Leadership communication coach Joel Schwartzberg has a new book out, and like any solid leadership advice tome its title reflects its overall stylistic approach: clear, concise, and to a certain extent a full summary of its contents, and its conclusions. But what really sets the book, titled The Language of Leadership: How to Engage and Inspire Your Team, apart is how Schwartzberg offers a decidedly empathetic angle. He’s not holding your hand proverbially so to speak, but he never lets conciseness equate to a brusk intonation. Rather, there’s a certain kind of friendly mentor approach to how Schwartzberg leads the reader through four, distinctive categories that he christens to be ideal, leadership communicative techniques.

“Keep in mind that while subject matter experts are qualified to share content, only leaders have the official job of inspiring a team through clear and succinct expressions of hope, vision, context, purpose, drive, appreciation, impact, aspiration, empathy, and the ‘why’,” he writes.

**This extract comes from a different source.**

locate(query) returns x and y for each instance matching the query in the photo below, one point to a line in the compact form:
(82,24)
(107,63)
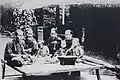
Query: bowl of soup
(67,60)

Such a philosophy is reflective of the collectivized approach replacing traditionalist hierarchy within the workforce. But Schwartzberg makes everything click literarily for the reader by not only highlighting this in a specified, example-laden manner, but also by the virtue of his emotive generosity within the language and word choices themselves. He never talks down to the reader, but isn’t afraid to take a healthily paternalistic, data and analogy-backed focus on certain presentational facets easily lost on a core, visceral level. There’s a fine line between becoming overtly emotional in an attempt to educate, and alienating the widest possible audience by virtue of a sort of exclusionary conceptual design. Schwartzberg proves that as field-specific as certain facets of his leadership philosophy may be, this is something across the board – in both personal and professional milieus – that can serve the reader well to master.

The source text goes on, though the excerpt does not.